The board received 142 written comments ahead of Thursday’s vote, and eight faculty members spoke out against the policy changes during the meeting’s public comment period. Several of them also called for Melissa McCoul, the professor fired in September, to be reinstated.
“This is not university-level education, it is cruelty and political indoctrination in wolf’s clothing,” said Leonard Bright, a professor of government and public service and president of the Texas A&M College Station AAUP chapter. “I would need to tell my students that ‘What you came here to learn, I’m unable to tell you, because I’m restricted to tell you that information, even though such knowledge is available at every major university in this world.’”
Sonia Hernandez, a liberal arts professor who teaches about Latin American history, shared a past example that highlighted the pitfalls of the new policies.
“I had a student once who took issue with my discussion of the importance of military history. He was against war and felt strongly about war’s damaging effects on society, yet it was full academic freedom—not cherry-picking of topics, not advocacy, not ideology—that allowed me to share research on the intersections of war and identity with my class,” Hernandez said.
Two faculty members—finance professor Adam Kolasinski and biomedical engineering professor John Criscione—spoke in favor of the policy changes.
“I don’t think somebody should be able to say that Germans born two generations after the Holocaust somehow bear guilt for the Holocaust, because that’s really what’s being prohibited here,” Kolasinski said. “My colleagues seem to think that the policy says something it doesn’t.” Kolasinski also suggested the board change the language back from “advocate” to “teach.”
AAUP president Todd Wolfson urged the board to reject the proposed policy changes in a statement Tuesday. So did Brian Evans, president of the Texas Conference of the AAUP, which includes faculty at Texas A&M campuses.
“By considering these policy changes, the Texas A&M University System Board of Regents is telling faculty, ‘Shut up and teach—and we’ll tell you what to teach,’” Evans said in the statement. “This language and the censorship it imposes will cause irreparable harm to the reputation of the university, and impede faculty and students from their main mission on campus: to teach, learn, think critically, and create and share new knowledge.”

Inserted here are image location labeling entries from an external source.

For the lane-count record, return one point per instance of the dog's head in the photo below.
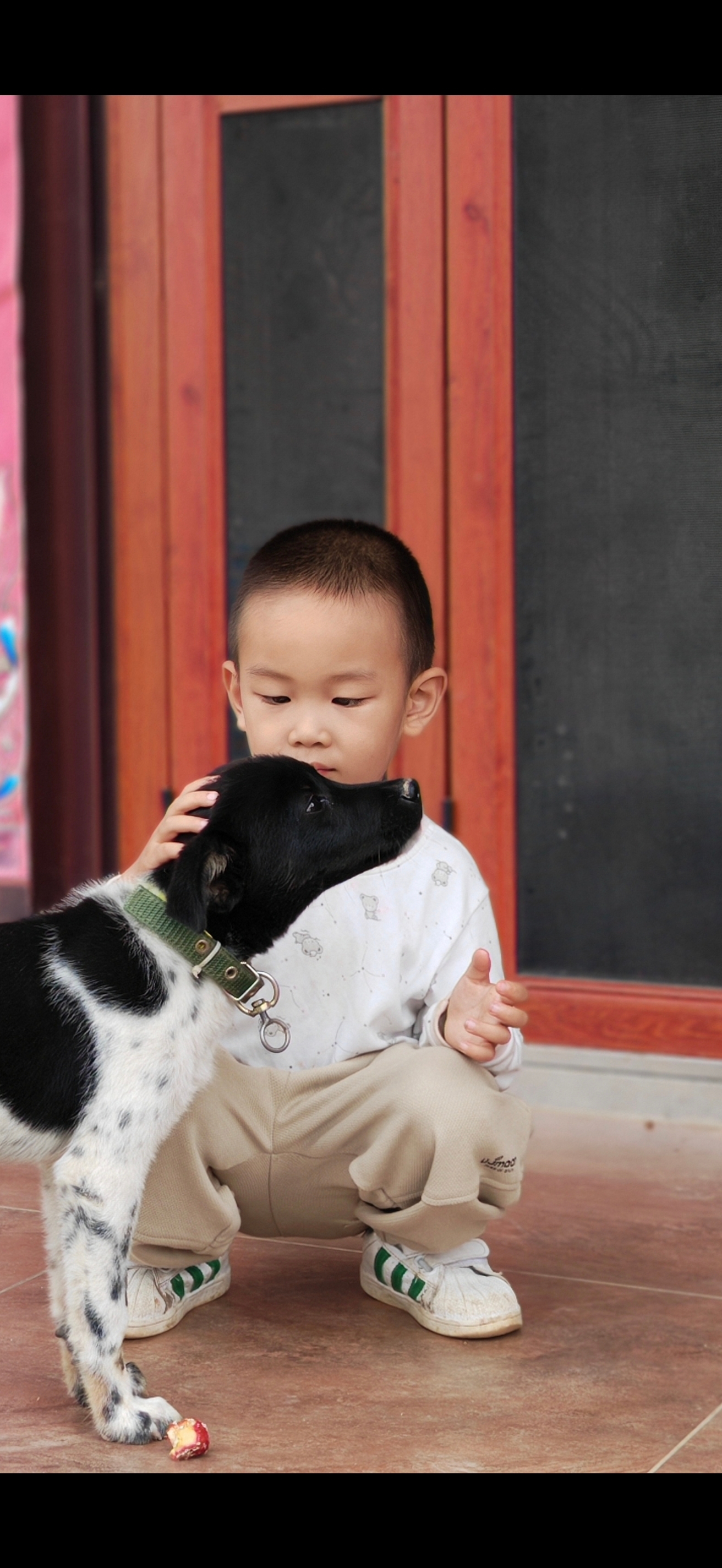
(278, 836)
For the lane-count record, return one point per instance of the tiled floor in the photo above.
(616, 1253)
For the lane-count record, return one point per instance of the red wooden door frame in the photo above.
(622, 1016)
(168, 427)
(448, 171)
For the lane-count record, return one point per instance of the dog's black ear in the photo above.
(206, 877)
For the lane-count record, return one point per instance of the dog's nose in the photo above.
(411, 789)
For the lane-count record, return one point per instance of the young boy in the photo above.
(391, 1115)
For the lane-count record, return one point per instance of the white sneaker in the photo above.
(158, 1297)
(455, 1293)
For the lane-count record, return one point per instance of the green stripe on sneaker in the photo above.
(381, 1258)
(398, 1278)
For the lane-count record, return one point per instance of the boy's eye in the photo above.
(317, 803)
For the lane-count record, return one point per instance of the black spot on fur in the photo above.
(86, 1192)
(143, 1429)
(112, 1404)
(96, 1227)
(108, 957)
(137, 1377)
(95, 1322)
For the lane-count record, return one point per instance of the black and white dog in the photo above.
(107, 1036)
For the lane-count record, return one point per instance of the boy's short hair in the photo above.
(345, 560)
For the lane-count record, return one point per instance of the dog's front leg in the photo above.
(97, 1203)
(54, 1252)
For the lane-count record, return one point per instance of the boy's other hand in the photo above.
(162, 844)
(480, 1015)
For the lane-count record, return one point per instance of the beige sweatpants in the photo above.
(419, 1145)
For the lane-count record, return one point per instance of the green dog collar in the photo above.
(240, 982)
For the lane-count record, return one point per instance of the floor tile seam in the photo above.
(286, 1241)
(18, 1283)
(617, 1284)
(683, 1441)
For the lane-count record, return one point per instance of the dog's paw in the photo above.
(140, 1421)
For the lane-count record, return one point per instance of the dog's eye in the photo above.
(317, 803)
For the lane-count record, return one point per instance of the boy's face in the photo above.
(326, 681)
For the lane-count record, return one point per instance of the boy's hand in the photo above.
(162, 844)
(480, 1015)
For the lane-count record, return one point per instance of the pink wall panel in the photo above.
(13, 716)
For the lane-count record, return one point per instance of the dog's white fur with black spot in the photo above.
(107, 1036)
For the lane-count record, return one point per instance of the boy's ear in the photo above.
(207, 875)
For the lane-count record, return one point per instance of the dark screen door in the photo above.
(303, 320)
(619, 535)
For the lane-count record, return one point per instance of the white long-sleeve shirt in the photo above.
(375, 960)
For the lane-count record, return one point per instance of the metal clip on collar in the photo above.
(270, 1027)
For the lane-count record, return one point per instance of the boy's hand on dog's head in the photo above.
(162, 844)
(480, 1015)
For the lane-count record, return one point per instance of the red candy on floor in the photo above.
(188, 1440)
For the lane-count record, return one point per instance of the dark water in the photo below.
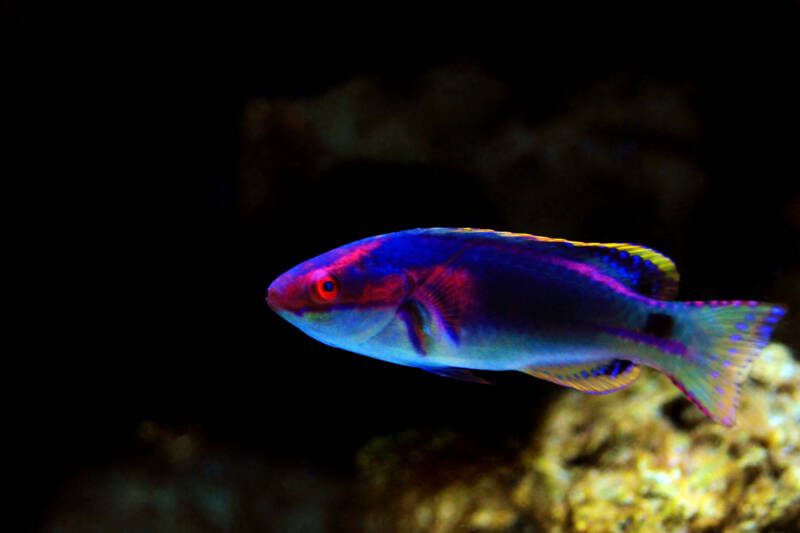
(197, 217)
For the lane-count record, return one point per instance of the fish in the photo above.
(584, 315)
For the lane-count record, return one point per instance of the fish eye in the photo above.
(324, 288)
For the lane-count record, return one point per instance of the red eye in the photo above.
(324, 288)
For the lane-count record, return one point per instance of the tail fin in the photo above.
(722, 340)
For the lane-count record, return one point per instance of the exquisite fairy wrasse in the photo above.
(583, 315)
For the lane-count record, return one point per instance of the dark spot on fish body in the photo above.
(659, 325)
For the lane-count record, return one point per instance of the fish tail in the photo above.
(721, 339)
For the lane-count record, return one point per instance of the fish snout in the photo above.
(275, 298)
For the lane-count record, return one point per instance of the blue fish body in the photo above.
(583, 315)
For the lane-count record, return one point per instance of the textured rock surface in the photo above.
(643, 459)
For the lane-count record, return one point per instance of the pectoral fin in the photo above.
(417, 321)
(594, 378)
(461, 374)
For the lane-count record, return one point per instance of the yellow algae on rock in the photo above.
(640, 460)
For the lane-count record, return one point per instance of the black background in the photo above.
(153, 276)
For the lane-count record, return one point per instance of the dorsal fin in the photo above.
(593, 378)
(641, 269)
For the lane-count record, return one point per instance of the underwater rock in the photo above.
(642, 459)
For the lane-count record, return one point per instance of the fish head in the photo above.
(341, 298)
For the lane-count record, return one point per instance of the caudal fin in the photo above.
(722, 340)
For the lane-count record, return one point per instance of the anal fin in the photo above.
(592, 378)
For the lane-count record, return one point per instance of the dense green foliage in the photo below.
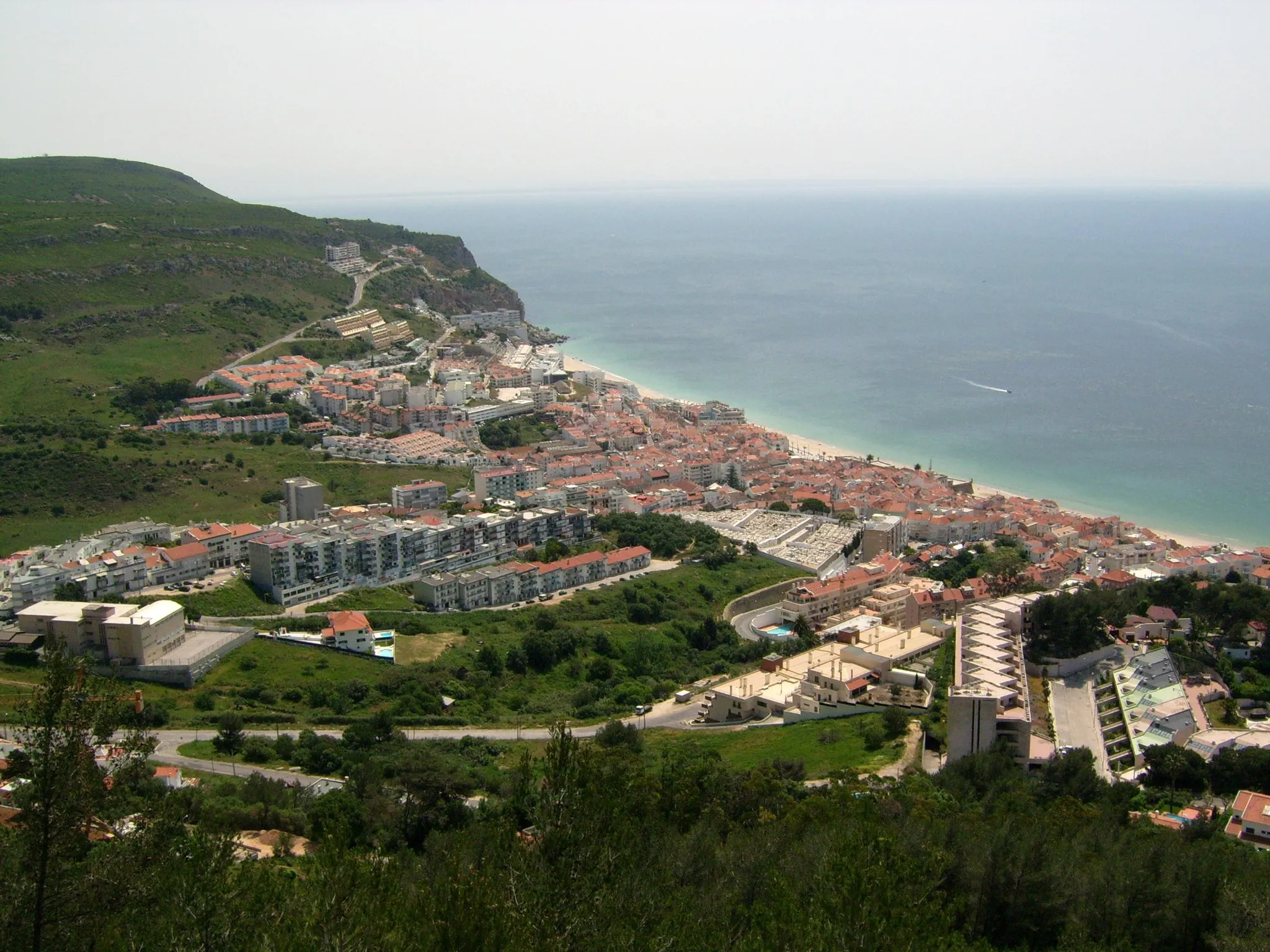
(597, 845)
(666, 536)
(1076, 622)
(592, 655)
(59, 480)
(116, 271)
(1002, 565)
(516, 432)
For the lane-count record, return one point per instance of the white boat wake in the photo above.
(985, 386)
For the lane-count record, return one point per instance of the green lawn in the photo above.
(177, 479)
(151, 282)
(609, 649)
(821, 746)
(254, 681)
(234, 598)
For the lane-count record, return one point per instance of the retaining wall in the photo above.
(1061, 668)
(769, 596)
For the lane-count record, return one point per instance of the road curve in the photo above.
(667, 714)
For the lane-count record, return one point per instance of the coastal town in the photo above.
(873, 540)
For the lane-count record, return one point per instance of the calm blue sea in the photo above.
(1130, 329)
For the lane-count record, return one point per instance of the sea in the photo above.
(1106, 350)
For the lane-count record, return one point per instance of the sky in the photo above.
(270, 100)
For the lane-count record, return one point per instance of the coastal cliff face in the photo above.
(112, 271)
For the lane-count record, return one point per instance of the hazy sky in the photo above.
(275, 100)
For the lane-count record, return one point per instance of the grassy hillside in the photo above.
(112, 271)
(54, 488)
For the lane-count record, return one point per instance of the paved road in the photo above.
(1076, 718)
(361, 281)
(666, 714)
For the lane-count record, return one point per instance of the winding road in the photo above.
(667, 714)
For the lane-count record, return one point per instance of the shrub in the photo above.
(874, 735)
(894, 721)
(615, 734)
(22, 658)
(257, 751)
(285, 747)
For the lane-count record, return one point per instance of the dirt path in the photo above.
(911, 752)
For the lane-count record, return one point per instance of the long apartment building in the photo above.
(1150, 707)
(828, 681)
(988, 700)
(346, 258)
(521, 582)
(506, 482)
(817, 601)
(370, 327)
(420, 494)
(318, 559)
(218, 426)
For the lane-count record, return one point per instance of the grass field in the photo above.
(1215, 711)
(234, 599)
(601, 662)
(178, 479)
(120, 271)
(821, 746)
(413, 649)
(139, 271)
(260, 679)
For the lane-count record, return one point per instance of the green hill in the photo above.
(99, 180)
(112, 271)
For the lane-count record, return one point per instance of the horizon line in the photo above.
(876, 186)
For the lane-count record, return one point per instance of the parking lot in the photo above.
(1076, 719)
(657, 565)
(219, 576)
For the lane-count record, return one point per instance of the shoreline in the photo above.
(814, 448)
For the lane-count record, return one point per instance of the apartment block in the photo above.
(505, 483)
(817, 601)
(988, 700)
(303, 498)
(316, 559)
(420, 494)
(521, 582)
(882, 534)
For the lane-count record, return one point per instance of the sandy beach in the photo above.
(814, 448)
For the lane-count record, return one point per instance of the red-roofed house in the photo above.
(350, 631)
(628, 560)
(1119, 579)
(1250, 821)
(169, 777)
(180, 563)
(218, 539)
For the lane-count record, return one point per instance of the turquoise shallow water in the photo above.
(1130, 329)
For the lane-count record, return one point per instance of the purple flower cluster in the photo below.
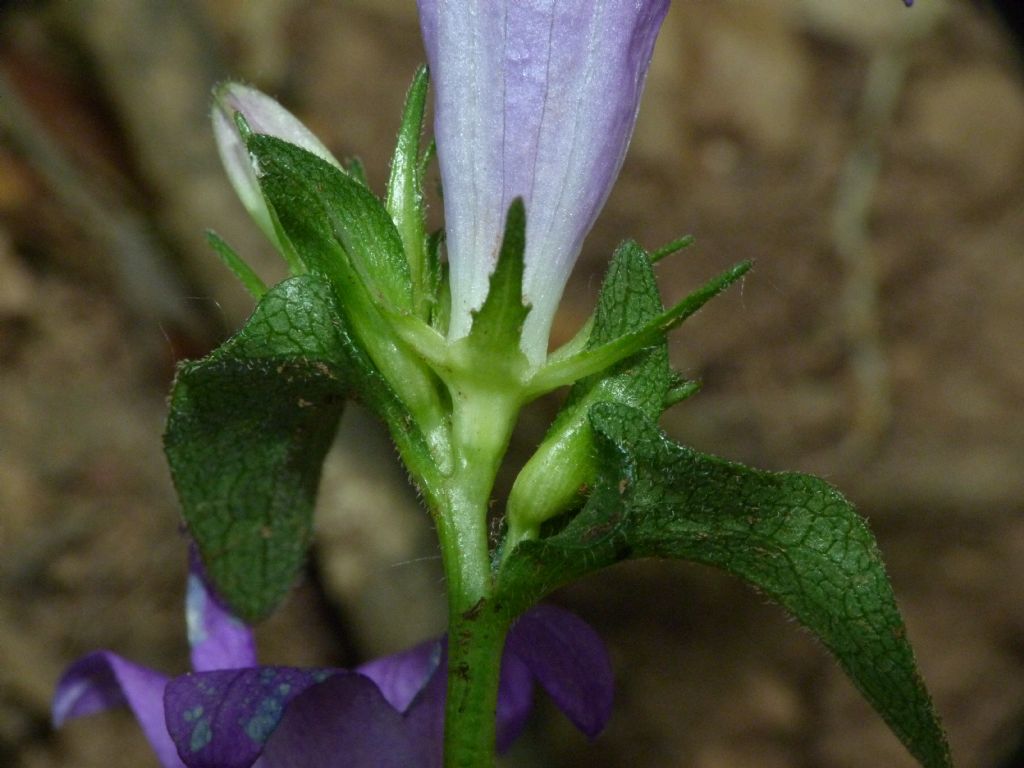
(232, 713)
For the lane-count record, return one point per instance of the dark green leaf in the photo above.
(252, 282)
(328, 215)
(793, 537)
(565, 461)
(248, 429)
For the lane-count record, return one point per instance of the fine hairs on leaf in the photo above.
(793, 537)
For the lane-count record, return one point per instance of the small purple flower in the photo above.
(534, 98)
(230, 713)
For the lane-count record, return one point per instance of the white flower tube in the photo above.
(534, 98)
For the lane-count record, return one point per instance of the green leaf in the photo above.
(793, 537)
(246, 274)
(248, 430)
(565, 462)
(498, 325)
(328, 215)
(601, 356)
(404, 192)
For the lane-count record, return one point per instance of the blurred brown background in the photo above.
(869, 158)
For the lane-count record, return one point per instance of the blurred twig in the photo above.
(138, 261)
(851, 231)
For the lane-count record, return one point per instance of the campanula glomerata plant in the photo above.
(444, 336)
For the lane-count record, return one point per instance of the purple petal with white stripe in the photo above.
(102, 680)
(534, 98)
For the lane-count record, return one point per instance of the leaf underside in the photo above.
(792, 536)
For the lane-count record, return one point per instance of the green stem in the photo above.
(476, 639)
(481, 424)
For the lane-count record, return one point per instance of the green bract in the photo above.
(366, 315)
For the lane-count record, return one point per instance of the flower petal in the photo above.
(515, 699)
(102, 680)
(343, 721)
(218, 639)
(401, 676)
(222, 719)
(569, 660)
(534, 98)
(263, 115)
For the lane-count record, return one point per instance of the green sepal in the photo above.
(328, 215)
(793, 537)
(246, 274)
(565, 463)
(404, 193)
(343, 232)
(497, 326)
(670, 248)
(566, 369)
(248, 429)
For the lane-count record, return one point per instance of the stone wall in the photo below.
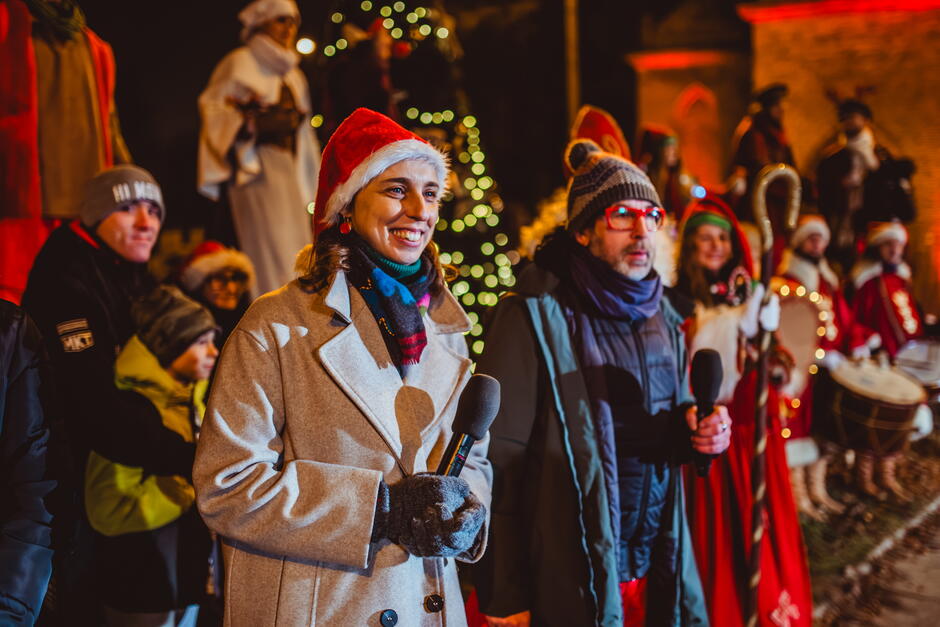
(891, 48)
(702, 95)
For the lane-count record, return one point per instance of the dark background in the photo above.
(513, 72)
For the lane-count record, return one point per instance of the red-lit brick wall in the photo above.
(895, 52)
(667, 79)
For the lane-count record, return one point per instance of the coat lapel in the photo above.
(403, 412)
(359, 362)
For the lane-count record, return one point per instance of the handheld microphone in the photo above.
(706, 383)
(476, 409)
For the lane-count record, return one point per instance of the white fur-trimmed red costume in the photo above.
(365, 145)
(883, 300)
(842, 333)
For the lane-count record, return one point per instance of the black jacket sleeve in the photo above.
(503, 576)
(25, 520)
(119, 425)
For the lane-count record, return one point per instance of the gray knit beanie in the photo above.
(168, 322)
(600, 180)
(115, 187)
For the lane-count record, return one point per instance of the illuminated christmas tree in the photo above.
(470, 233)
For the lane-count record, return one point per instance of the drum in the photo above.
(921, 360)
(872, 408)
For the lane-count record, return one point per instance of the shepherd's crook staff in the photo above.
(768, 175)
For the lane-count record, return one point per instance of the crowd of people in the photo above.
(293, 483)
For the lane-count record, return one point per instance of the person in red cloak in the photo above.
(805, 273)
(716, 271)
(58, 126)
(883, 301)
(882, 282)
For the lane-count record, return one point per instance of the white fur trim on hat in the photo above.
(201, 267)
(376, 163)
(807, 228)
(885, 232)
(261, 11)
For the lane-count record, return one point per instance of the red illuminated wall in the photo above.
(892, 47)
(702, 95)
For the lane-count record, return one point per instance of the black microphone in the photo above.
(476, 409)
(706, 383)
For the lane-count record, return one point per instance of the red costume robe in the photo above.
(842, 332)
(883, 302)
(23, 229)
(720, 504)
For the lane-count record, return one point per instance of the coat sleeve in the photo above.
(25, 520)
(302, 509)
(502, 577)
(120, 425)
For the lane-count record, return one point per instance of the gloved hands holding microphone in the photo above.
(429, 515)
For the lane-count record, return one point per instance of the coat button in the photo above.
(434, 603)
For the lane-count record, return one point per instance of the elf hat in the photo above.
(362, 147)
(809, 225)
(211, 257)
(881, 232)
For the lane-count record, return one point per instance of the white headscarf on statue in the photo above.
(261, 11)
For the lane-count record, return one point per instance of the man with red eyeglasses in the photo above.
(588, 524)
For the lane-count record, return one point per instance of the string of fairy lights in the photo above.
(469, 235)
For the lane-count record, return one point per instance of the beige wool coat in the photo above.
(307, 414)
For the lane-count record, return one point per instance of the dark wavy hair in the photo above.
(330, 253)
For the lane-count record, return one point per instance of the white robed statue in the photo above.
(256, 138)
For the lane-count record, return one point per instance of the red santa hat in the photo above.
(361, 148)
(881, 232)
(211, 257)
(809, 225)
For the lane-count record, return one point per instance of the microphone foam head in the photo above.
(477, 407)
(706, 375)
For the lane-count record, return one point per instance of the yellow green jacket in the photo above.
(122, 499)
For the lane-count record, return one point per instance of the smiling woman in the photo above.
(320, 487)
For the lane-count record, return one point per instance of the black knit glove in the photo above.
(429, 515)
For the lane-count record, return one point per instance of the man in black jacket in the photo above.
(25, 520)
(79, 293)
(588, 525)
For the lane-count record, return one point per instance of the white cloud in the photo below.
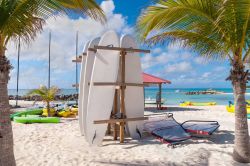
(206, 75)
(179, 67)
(200, 60)
(63, 31)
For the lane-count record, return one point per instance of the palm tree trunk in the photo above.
(241, 145)
(48, 109)
(6, 135)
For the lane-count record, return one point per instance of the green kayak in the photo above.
(37, 111)
(32, 119)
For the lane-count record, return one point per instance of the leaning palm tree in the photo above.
(216, 29)
(46, 94)
(25, 18)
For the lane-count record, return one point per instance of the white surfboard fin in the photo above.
(94, 137)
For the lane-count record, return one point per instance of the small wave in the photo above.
(233, 93)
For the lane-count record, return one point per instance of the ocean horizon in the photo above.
(171, 96)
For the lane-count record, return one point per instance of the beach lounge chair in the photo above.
(168, 130)
(200, 128)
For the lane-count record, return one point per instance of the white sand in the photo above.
(62, 144)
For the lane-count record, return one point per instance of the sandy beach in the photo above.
(62, 144)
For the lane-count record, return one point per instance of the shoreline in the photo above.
(62, 143)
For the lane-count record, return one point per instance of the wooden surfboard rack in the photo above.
(79, 58)
(119, 93)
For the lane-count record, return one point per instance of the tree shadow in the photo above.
(200, 157)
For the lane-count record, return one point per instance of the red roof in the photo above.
(147, 78)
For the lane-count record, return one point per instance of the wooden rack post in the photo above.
(121, 93)
(122, 98)
(115, 110)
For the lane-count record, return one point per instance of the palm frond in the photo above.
(213, 28)
(25, 18)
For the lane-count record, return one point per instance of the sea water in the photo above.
(171, 96)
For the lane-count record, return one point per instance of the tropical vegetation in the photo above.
(47, 95)
(25, 19)
(215, 29)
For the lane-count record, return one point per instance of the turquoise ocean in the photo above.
(172, 96)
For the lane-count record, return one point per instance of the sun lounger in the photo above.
(200, 128)
(168, 130)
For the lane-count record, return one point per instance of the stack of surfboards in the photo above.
(96, 102)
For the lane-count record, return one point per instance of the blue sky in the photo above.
(183, 67)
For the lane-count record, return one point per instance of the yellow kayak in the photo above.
(74, 111)
(52, 112)
(189, 103)
(231, 109)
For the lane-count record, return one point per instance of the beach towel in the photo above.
(200, 128)
(166, 129)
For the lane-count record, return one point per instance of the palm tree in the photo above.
(25, 18)
(216, 29)
(47, 95)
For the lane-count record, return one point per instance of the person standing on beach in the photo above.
(158, 100)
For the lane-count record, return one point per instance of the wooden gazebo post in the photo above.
(160, 86)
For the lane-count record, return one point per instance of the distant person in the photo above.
(158, 100)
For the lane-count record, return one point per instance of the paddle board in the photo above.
(100, 101)
(87, 76)
(80, 110)
(134, 96)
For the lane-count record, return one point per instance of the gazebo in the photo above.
(153, 80)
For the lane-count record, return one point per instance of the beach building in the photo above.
(149, 80)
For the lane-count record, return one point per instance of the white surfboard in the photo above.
(134, 96)
(82, 71)
(100, 101)
(87, 76)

In a Monday statement, FIRE officials wrote, “Hiring professors with PhDs is meaningless if administrators are the ones deciding what gets taught … Faculty would need permission to teach students about not just modern controversies, but also civil rights, the Civil War, or even ancient Greek comedies. This is not just bad policy. It invites unlawful censorship, chills academic freedom, and undermines the core purpose of a university. Faculty will start asking not ‘Is this accurate?’ but ‘Will this get me in trouble?’ That’s not education, it’s risk management.”
AI-Driven Course Review
Also on Thursday, the board discussed a detailed, systemwide review of all courses using an artificial intelligence–driven process. The system has already piloted the review process at its Tarleton State University campus, where most of the courses that were flagged are housed in the College of Education, which includes the sociology and psychology departments, the Nov. 10 email from a faculty leader stated. Board members said they intend to complete the course review regularly, as often as once per semester.
“The Texas A&M system is stepping up first, setting the model that others will follow,” Regent Sam Torn said about the course review at Thursday’s meeting.
The system will also use EthicsPoint, an online system that will allow students to report inaccurate, misleading or inappropriate course content that diverges from the course descriptions. System staff will be alerted when a student submits an EthicsPoint complaint, and if the complaint is determined to be valid, it will be passed along to the relevant university.